Matthew Dooley ’27, Emily Pogozelski ’26, Chayti Biswas ’27, Madison Goodman-Leong ’25, and Margot Delaney ’26 were all based on campus with Williams. Each student explored a different angle of the effects of fWHR. “I focused on determining whether or not the impact of disgust on trust differs for close friends versus distant acquaintances,” Biswas said. “It was beautiful to take an idea of disgust and distrust and fully develop it into a research question.”
The students’ research went beyond literature reviews: they did everything from submitting an IRB application and running studies to putting a poster together. The group shared and extrapolated on their findings. For example, they learned that men with wider faces tend to be stereotyped as more aggressive, dominant, and untrustworthy.

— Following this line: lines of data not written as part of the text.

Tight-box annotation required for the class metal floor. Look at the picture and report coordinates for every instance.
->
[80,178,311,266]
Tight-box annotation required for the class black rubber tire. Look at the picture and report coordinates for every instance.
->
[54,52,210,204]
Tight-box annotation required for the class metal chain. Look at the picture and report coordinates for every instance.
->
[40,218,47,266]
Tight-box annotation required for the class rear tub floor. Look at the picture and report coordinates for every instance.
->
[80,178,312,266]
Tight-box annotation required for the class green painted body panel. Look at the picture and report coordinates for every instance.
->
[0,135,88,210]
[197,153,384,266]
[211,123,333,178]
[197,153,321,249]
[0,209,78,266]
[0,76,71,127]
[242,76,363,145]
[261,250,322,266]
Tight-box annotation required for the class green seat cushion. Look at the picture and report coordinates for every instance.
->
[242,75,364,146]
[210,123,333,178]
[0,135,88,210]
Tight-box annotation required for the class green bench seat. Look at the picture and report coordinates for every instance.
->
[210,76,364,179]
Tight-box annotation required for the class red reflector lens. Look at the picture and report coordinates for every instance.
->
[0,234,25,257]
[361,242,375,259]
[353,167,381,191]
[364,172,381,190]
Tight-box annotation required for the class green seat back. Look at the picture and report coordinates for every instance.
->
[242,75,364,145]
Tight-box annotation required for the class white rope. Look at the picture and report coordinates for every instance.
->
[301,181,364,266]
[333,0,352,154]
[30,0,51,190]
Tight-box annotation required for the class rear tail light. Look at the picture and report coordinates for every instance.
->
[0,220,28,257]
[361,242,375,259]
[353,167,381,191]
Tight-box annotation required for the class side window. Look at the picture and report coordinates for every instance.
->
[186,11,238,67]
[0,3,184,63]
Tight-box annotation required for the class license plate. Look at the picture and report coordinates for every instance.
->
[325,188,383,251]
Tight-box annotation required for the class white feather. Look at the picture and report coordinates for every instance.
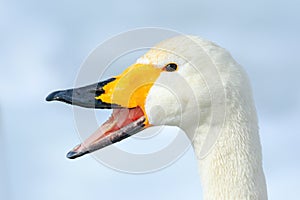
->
[137,36,267,200]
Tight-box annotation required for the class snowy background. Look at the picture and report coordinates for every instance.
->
[0,0,300,200]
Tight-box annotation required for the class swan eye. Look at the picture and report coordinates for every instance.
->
[164,63,177,72]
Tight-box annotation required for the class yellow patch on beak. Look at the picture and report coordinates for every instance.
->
[96,64,162,122]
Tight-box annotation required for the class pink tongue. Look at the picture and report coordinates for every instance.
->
[72,108,143,152]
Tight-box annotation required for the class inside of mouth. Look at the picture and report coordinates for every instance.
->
[72,107,144,152]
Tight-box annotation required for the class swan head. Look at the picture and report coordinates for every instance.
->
[46,36,238,158]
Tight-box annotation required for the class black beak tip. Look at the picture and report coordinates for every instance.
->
[46,91,60,101]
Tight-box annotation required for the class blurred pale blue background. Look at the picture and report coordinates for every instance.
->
[0,0,300,200]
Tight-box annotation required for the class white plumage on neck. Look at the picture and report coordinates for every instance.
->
[142,36,267,200]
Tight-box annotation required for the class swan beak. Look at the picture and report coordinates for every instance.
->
[46,78,120,108]
[46,64,161,159]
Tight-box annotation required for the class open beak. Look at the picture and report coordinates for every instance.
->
[46,64,160,159]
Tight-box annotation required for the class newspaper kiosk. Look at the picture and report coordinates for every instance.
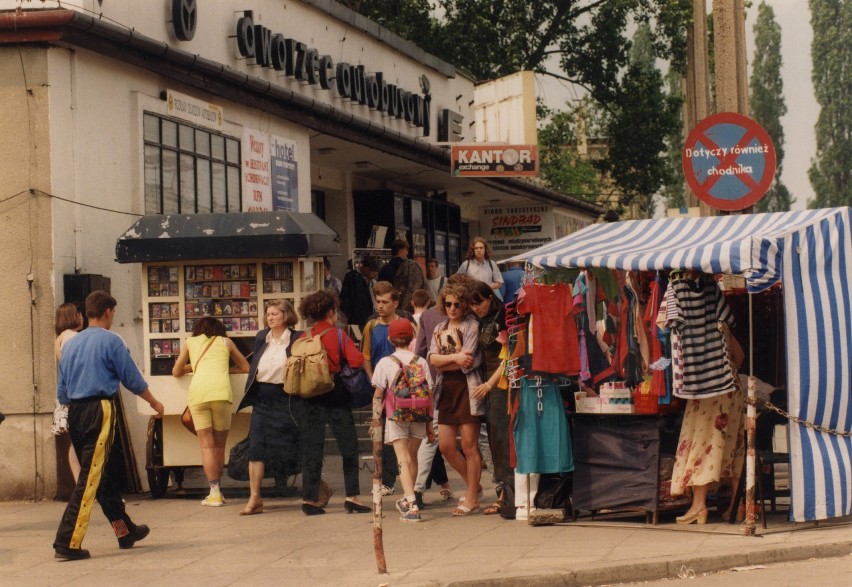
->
[116,212,339,498]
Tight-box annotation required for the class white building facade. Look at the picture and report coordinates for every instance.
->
[0,0,600,499]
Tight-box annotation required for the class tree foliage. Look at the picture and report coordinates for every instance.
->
[336,0,692,216]
[538,98,613,201]
[808,0,852,208]
[601,23,681,216]
[660,69,686,208]
[749,2,792,212]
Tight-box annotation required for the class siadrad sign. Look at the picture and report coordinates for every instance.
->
[450,145,538,177]
[683,112,775,211]
[479,205,556,259]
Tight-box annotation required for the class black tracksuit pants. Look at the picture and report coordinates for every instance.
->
[53,398,134,548]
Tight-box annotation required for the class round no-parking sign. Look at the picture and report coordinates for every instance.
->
[683,112,775,211]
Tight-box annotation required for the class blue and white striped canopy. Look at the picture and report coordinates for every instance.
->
[511,208,845,292]
[512,208,852,522]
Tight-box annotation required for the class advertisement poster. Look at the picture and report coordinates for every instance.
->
[479,204,556,260]
[270,135,299,211]
[242,128,272,212]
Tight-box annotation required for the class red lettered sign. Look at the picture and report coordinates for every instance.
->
[683,112,775,211]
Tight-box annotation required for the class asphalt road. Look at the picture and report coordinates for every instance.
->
[623,555,852,587]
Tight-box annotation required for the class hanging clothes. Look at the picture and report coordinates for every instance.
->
[666,275,736,399]
[513,377,574,474]
[517,283,580,375]
[643,273,668,403]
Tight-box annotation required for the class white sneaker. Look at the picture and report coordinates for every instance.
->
[201,493,225,507]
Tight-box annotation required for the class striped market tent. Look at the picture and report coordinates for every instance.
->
[512,208,852,522]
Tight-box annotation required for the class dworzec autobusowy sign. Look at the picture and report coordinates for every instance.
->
[683,112,775,211]
[450,145,538,177]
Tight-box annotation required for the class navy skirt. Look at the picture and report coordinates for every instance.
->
[248,383,304,478]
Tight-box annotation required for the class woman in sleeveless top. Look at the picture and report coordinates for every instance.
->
[172,316,249,507]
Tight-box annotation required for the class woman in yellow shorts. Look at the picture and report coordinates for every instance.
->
[172,316,249,507]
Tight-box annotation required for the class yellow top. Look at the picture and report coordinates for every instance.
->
[186,334,234,406]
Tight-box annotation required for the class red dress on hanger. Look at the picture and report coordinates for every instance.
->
[517,283,580,375]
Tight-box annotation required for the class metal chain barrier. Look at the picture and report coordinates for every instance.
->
[745,397,852,438]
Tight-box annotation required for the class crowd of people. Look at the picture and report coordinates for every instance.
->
[54,238,524,560]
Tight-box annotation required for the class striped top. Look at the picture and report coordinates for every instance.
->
[667,278,737,399]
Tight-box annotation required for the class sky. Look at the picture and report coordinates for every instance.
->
[538,0,819,210]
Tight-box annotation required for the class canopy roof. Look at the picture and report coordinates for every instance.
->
[510,208,852,522]
[510,208,846,292]
[115,211,340,263]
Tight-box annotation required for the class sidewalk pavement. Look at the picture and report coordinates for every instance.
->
[0,463,852,587]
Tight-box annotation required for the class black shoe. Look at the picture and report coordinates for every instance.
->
[118,524,151,549]
[342,501,373,514]
[302,502,324,516]
[414,491,426,510]
[53,546,92,560]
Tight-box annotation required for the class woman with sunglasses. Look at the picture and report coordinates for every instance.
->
[470,281,511,515]
[429,284,485,516]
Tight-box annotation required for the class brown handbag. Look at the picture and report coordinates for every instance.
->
[180,336,218,436]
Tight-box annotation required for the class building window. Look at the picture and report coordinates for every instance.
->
[142,112,242,214]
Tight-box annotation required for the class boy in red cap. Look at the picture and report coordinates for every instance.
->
[372,319,435,522]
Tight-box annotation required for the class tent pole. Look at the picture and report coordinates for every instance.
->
[744,292,757,536]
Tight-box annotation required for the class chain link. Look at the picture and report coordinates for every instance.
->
[745,397,852,438]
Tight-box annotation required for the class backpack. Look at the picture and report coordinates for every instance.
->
[385,355,432,422]
[284,328,334,398]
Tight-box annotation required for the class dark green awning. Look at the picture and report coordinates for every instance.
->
[115,212,340,263]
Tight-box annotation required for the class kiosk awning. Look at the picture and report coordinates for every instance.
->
[115,211,340,263]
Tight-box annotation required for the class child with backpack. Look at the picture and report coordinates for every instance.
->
[372,320,435,522]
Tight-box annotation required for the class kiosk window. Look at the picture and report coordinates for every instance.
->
[142,112,242,214]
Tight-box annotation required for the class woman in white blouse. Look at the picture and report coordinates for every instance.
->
[237,299,331,516]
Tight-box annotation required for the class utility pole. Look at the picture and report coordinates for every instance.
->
[713,0,748,116]
[683,0,713,216]
[713,0,757,536]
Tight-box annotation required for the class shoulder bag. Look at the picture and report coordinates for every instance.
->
[180,336,219,436]
[337,328,373,409]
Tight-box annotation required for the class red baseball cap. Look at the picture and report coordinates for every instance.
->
[388,318,414,338]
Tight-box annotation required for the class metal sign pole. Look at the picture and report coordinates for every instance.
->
[744,293,757,536]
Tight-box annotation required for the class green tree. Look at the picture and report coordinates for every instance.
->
[808,0,852,208]
[749,2,792,212]
[538,98,613,202]
[660,68,686,208]
[340,0,692,216]
[601,23,681,216]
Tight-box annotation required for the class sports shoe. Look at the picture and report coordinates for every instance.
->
[396,497,417,515]
[118,524,151,549]
[53,546,92,560]
[399,507,421,522]
[414,491,426,510]
[201,493,225,508]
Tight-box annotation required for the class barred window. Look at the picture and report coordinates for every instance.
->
[143,112,242,214]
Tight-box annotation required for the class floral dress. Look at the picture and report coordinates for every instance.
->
[672,391,745,495]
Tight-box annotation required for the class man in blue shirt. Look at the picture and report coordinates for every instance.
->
[53,291,163,560]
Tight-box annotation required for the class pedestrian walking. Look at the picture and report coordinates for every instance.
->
[53,290,163,560]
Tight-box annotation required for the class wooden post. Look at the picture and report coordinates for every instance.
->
[370,396,388,573]
[744,293,757,536]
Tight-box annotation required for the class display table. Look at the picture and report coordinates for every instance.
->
[571,414,689,524]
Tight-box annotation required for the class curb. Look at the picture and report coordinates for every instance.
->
[446,540,852,587]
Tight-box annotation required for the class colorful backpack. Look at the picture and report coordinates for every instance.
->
[385,355,432,422]
[284,328,334,398]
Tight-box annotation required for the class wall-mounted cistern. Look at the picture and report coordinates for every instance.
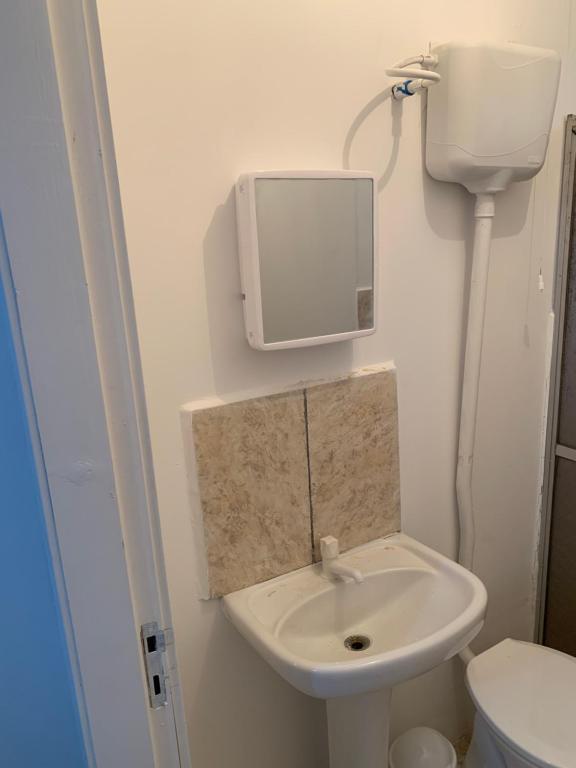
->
[320,536,364,584]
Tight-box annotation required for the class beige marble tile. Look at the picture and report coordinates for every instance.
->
[191,390,312,596]
[306,370,400,559]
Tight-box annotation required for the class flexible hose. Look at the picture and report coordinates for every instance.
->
[456,194,494,664]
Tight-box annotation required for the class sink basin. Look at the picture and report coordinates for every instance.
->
[223,534,486,699]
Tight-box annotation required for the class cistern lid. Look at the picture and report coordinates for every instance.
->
[466,640,576,768]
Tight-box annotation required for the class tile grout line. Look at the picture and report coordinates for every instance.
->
[302,389,314,562]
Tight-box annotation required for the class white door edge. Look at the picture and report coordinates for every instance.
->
[0,0,190,768]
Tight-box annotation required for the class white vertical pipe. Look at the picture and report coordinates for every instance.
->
[456,194,494,664]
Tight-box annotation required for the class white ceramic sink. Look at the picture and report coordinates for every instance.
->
[223,534,486,698]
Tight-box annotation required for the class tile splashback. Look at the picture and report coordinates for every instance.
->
[182,365,400,597]
[305,371,400,559]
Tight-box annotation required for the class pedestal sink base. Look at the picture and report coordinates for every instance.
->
[326,690,391,768]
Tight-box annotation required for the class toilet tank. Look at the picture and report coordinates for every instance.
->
[426,42,560,193]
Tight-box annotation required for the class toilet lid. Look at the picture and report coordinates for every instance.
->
[466,640,576,768]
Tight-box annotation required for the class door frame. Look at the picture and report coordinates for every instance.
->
[0,0,190,768]
[535,115,576,643]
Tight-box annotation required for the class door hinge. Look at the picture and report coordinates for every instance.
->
[140,621,172,709]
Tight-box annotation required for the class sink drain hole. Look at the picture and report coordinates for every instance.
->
[344,635,371,651]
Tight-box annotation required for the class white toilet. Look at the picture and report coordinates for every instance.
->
[464,640,576,768]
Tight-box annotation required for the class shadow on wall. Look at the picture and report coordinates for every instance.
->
[204,189,353,395]
[342,87,402,191]
[192,602,328,768]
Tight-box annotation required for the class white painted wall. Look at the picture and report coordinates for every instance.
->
[98,0,576,768]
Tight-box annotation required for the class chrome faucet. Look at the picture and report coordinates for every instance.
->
[320,536,364,584]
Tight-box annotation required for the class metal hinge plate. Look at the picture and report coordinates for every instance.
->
[140,621,171,709]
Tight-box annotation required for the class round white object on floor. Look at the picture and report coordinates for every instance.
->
[390,727,456,768]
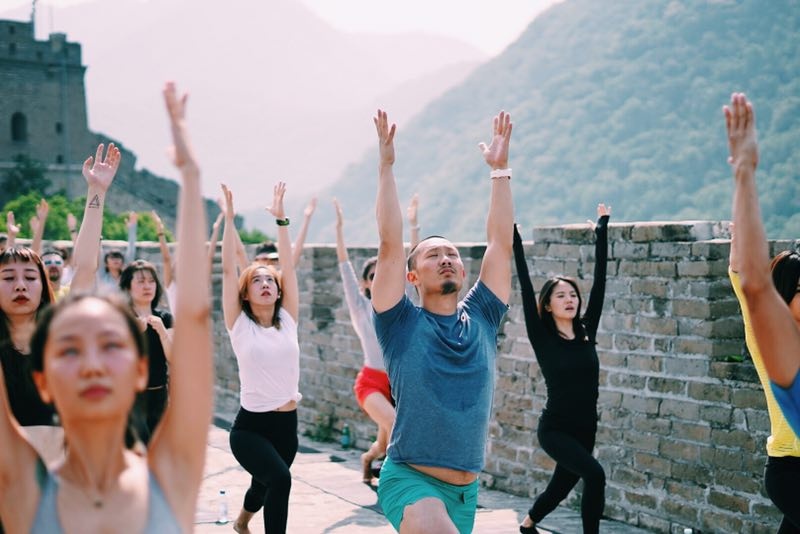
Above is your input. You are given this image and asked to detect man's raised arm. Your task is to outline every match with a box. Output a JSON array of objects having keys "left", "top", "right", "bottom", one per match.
[
  {"left": 479, "top": 111, "right": 514, "bottom": 304},
  {"left": 372, "top": 110, "right": 406, "bottom": 313},
  {"left": 724, "top": 93, "right": 800, "bottom": 388}
]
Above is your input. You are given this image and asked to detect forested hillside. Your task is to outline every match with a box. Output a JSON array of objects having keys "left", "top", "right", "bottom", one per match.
[{"left": 312, "top": 0, "right": 800, "bottom": 244}]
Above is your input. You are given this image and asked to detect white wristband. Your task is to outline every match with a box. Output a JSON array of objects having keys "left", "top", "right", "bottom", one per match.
[{"left": 489, "top": 169, "right": 511, "bottom": 180}]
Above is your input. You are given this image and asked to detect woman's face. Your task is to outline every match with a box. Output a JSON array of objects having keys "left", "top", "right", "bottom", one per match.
[
  {"left": 247, "top": 268, "right": 280, "bottom": 307},
  {"left": 130, "top": 270, "right": 156, "bottom": 306},
  {"left": 547, "top": 280, "right": 578, "bottom": 321},
  {"left": 34, "top": 297, "right": 148, "bottom": 423},
  {"left": 0, "top": 261, "right": 44, "bottom": 316}
]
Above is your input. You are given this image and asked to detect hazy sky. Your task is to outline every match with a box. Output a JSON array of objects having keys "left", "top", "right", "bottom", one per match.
[{"left": 7, "top": 0, "right": 556, "bottom": 55}]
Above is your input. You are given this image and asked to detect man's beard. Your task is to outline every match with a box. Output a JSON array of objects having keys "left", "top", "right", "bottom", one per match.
[{"left": 442, "top": 280, "right": 458, "bottom": 295}]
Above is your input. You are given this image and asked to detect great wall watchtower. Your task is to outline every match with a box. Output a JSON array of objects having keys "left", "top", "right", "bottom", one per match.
[{"left": 0, "top": 16, "right": 219, "bottom": 228}]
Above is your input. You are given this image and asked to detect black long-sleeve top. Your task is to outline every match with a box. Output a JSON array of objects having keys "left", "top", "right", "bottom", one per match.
[{"left": 514, "top": 215, "right": 608, "bottom": 436}]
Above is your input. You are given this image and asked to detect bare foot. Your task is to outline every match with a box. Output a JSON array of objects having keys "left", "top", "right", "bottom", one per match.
[
  {"left": 233, "top": 508, "right": 254, "bottom": 534},
  {"left": 361, "top": 452, "right": 372, "bottom": 484}
]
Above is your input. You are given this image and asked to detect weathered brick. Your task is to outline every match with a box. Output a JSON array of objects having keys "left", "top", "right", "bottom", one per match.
[
  {"left": 708, "top": 489, "right": 750, "bottom": 514},
  {"left": 672, "top": 422, "right": 711, "bottom": 443},
  {"left": 678, "top": 259, "right": 728, "bottom": 277},
  {"left": 658, "top": 437, "right": 701, "bottom": 463},
  {"left": 647, "top": 376, "right": 686, "bottom": 395},
  {"left": 689, "top": 382, "right": 731, "bottom": 403},
  {"left": 614, "top": 334, "right": 653, "bottom": 352},
  {"left": 658, "top": 399, "right": 700, "bottom": 421}
]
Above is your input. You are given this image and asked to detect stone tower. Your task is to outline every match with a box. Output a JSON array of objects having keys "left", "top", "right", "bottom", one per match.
[{"left": 0, "top": 20, "right": 219, "bottom": 228}]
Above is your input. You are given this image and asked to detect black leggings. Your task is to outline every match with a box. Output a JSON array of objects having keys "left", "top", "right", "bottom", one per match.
[
  {"left": 764, "top": 456, "right": 800, "bottom": 534},
  {"left": 230, "top": 408, "right": 297, "bottom": 534},
  {"left": 528, "top": 421, "right": 606, "bottom": 534}
]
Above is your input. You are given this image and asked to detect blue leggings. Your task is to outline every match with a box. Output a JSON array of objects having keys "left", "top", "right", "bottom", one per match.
[
  {"left": 528, "top": 421, "right": 606, "bottom": 534},
  {"left": 230, "top": 408, "right": 297, "bottom": 534}
]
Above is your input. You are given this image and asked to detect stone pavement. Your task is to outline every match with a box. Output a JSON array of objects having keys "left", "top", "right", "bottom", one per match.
[{"left": 195, "top": 426, "right": 646, "bottom": 534}]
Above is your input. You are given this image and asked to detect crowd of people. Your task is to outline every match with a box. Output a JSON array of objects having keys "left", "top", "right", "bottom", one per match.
[{"left": 0, "top": 88, "right": 800, "bottom": 534}]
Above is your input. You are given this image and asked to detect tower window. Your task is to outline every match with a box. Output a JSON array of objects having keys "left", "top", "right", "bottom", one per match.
[{"left": 11, "top": 111, "right": 28, "bottom": 142}]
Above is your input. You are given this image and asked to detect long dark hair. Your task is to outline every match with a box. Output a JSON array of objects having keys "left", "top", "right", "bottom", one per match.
[
  {"left": 30, "top": 293, "right": 147, "bottom": 448},
  {"left": 539, "top": 276, "right": 588, "bottom": 341},
  {"left": 0, "top": 246, "right": 55, "bottom": 352},
  {"left": 770, "top": 250, "right": 800, "bottom": 304},
  {"left": 119, "top": 260, "right": 164, "bottom": 311},
  {"left": 239, "top": 263, "right": 283, "bottom": 330}
]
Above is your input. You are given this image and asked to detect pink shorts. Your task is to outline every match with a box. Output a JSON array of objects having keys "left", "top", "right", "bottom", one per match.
[{"left": 353, "top": 367, "right": 394, "bottom": 409}]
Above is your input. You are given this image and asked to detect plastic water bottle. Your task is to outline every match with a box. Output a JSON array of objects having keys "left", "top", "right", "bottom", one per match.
[
  {"left": 342, "top": 423, "right": 351, "bottom": 449},
  {"left": 217, "top": 489, "right": 229, "bottom": 525}
]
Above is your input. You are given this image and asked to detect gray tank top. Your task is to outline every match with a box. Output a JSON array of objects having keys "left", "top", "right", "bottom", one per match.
[{"left": 31, "top": 461, "right": 182, "bottom": 534}]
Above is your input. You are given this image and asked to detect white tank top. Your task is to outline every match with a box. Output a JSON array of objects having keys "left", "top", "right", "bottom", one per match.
[{"left": 228, "top": 308, "right": 302, "bottom": 412}]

Their findings led to new questions such as how a wider face may disadvantage someone in a child custody situation or on trial for a violent crime.
“One of the findings that I found most interesting was that assumptions about male physical toughness extended to mental health, such that the mental health of men with wider faces — those socially coded as the toughest — may go unnoticed and untreated at higher rates,” Dooley said.
“One of the findings that I found most interesting was that ... the mental health of men with wider faces — those socially coded as the toughest — may go unnoticed and untreated at higher rates.”
While the students all worked on different aspects of fWHR, Williams gave them the resources and space to pursue their own interests. For example, Goodman-Leong, who wants to become a psychiatric nurse, investigated how dominance, social status, and stress are interwoven. She said she’s interested in seeing how personality traits affect stress and well-being, “so investigating the way traits couple with social factors to affect people’s mental health and how interventions can be applied was really interesting.”
All the students found that their research helped inform their ambitions. “Coming out of freshman year, I was still fairly new to psychology,” Dooley said. “I was excited to work with Professor Williams because I knew she also had a background in law, and I wanted to know more about how the fields are related.” He now wants to double major in public policy and psychology.
Biswas says her love for the discipline was reaffirmed. “Back home when aunties and uncles ask me what I want to do as a future career, I find myself answering without hesitation: ‘Psychology research!’”
Pogozelski emphasized that their great experience was largely due to each others’ company. “Our collective enthusiasm drove us to put meaningful effort into the projects, which resulted in rewarding outcomes. Even when things were difficult, like picking apart a confusing study design or analyzing a complicated finding, we were doing it together and helping one another, which always made it enjoyable.”
Biswas similarly lauded the group chemistry: “There was never a dull moment; we would always find moments where we crack up and enjoy each other’s presence! It caused the research to fly by quicker than I expected! If I could sum up my summer research in a few words, it would be fulfilling, curiosity, and laughter.”